Up the Junction!

To: Marjorie Bathsheba Catheter Jodrell-Bentley

Subject: Difficult Times

Bathsheba,

It was, I must confess, something of a trial – especially given the unexpected cold snap.

I think Transport for London were most gracious considering. Apparently there already had been concerns about the safety of the erection round the station, something which Miss Twigham only proved when she started to swing on it.

I suppose I should be grateful that her actions were caused merely out of boredom and not spite, but I somehow find it less comforting than I probably should.

Considering the circumstances I must say I was rather pleased with my idea to send Ms. Havelock for my car. Having watched her down three flasks of mulled wine on her own I was certain she would prove a useful distraction, and the minute she was pursued we were able to contrive to get you all out again.

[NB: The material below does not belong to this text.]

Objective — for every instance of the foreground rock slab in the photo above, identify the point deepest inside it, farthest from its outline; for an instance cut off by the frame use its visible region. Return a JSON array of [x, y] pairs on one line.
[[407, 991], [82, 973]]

I do think the Chief Constable rather took his life into his hands when he called Ms. Zimmer “a rancid old harpy” mind you. I  understand that he was suffering from undue stress but he usually manages to maintain a certain decorum under the most difficult of circumstances.

I suppose he could be forgiven a slight lapse on this occasion however.

Ms. Zimmer’s constant references to the royal are confusing aren’t they? I’ve had a good thumb and the only royal connection to that area I can find is the name of one of the roads: King William Street.

But I hardly think she could hardly be under there, do you?

Words of Wisdom

The cure to boredom is curiosity. There is no cure for curiosity.

— Dorothy Parker

Top Tip!

  • Alternative Medicine

    Miss Havelock considers that as far as alternative medicines go, Gin is most efficacious as a local anaesthetic and sterilising agent when taken internally. If applied in sufficient quantity you won’t feel a thing for hours (or, for the adventurous, the whole of 1974).